Pfizer’s Rapamune Receives FDA Approval for Treatment of Rare Lung Disease

Today, Pfizer Inc. announced that US health regulators approved the first drug to treat a rare, progressive lung disease.

The company said that the US Food and Drug Administration (FDA) approved its Rapamune (sirolimus) for the treatment of lymphangioleiomyomatosis (LAM), a rare, progressive disease that affects the lungs, kidneys and the lymphatic system. The disease impacts mainly women of childbearing age and has an incidence rate of just two to five out of every million women globally. The disease can result in abnormal growth of smooth muscle cells in the lung. Over time, the muscle growth can cause airway obstructions and limit the delivery of oxygen to the body. There are currently 800 patients in the US diagnosed with LAM, a disease that is often fatal.

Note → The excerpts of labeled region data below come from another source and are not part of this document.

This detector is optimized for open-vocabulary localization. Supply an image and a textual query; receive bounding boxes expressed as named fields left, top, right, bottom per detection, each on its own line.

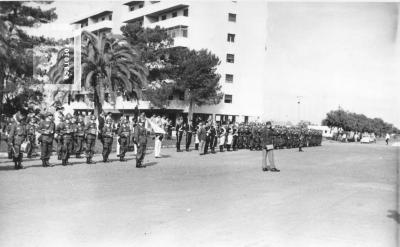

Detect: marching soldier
left=135, top=119, right=147, bottom=168
left=175, top=118, right=183, bottom=152
left=55, top=115, right=65, bottom=160
left=74, top=115, right=85, bottom=159
left=85, top=115, right=97, bottom=164
left=185, top=119, right=194, bottom=152
left=26, top=116, right=37, bottom=159
left=232, top=124, right=238, bottom=151
left=218, top=125, right=226, bottom=152
left=261, top=121, right=280, bottom=172
left=59, top=113, right=74, bottom=166
left=209, top=123, right=218, bottom=154
left=8, top=114, right=27, bottom=169
left=6, top=117, right=15, bottom=159
left=39, top=112, right=56, bottom=167
left=101, top=118, right=115, bottom=163
left=118, top=118, right=131, bottom=161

“Pfizer is proud to gain approval for Rapamune as the first treatment for patients with LAM, through our work with the FDA, the clinical investigation team and the LAM Foundation,” said Rory O’Connor, MD, senior vice president and head of Global Medical Affairs, Global Innovative Pharmaceuticals Business, Pfizer Inc. “This type of cooperative effort creates opportunities for innovation in developing therapies for patients with rare diseases.”

Rapamune is an immunosuppressive agent. In addition to being approved for LAM, the drug is approved for the prophylaxis of organ rejection in patients 13 years and older receiving kidney transplants.

The agency’s approval is based on the results from the MILES Trial, which included 89 LAM patients with moderate lung impairment and showed that those receiving Rapamune for one year experienced stabilization of lung function as measured by forced expiratory volume in one second (FEV1).  Adverse events were consistent with the known safety profile for Rapamune in patients with renal transplants, with the addition of weight decrease.

“This approval is a landmark breakthrough for LAM patients to have access to this important treatment option,” said Susan E. Sherman, executive director of the LAM Foundation. “It is the result of decades of work by researchers and women of the LAM community who volunteered for this pivotal clinical trial.”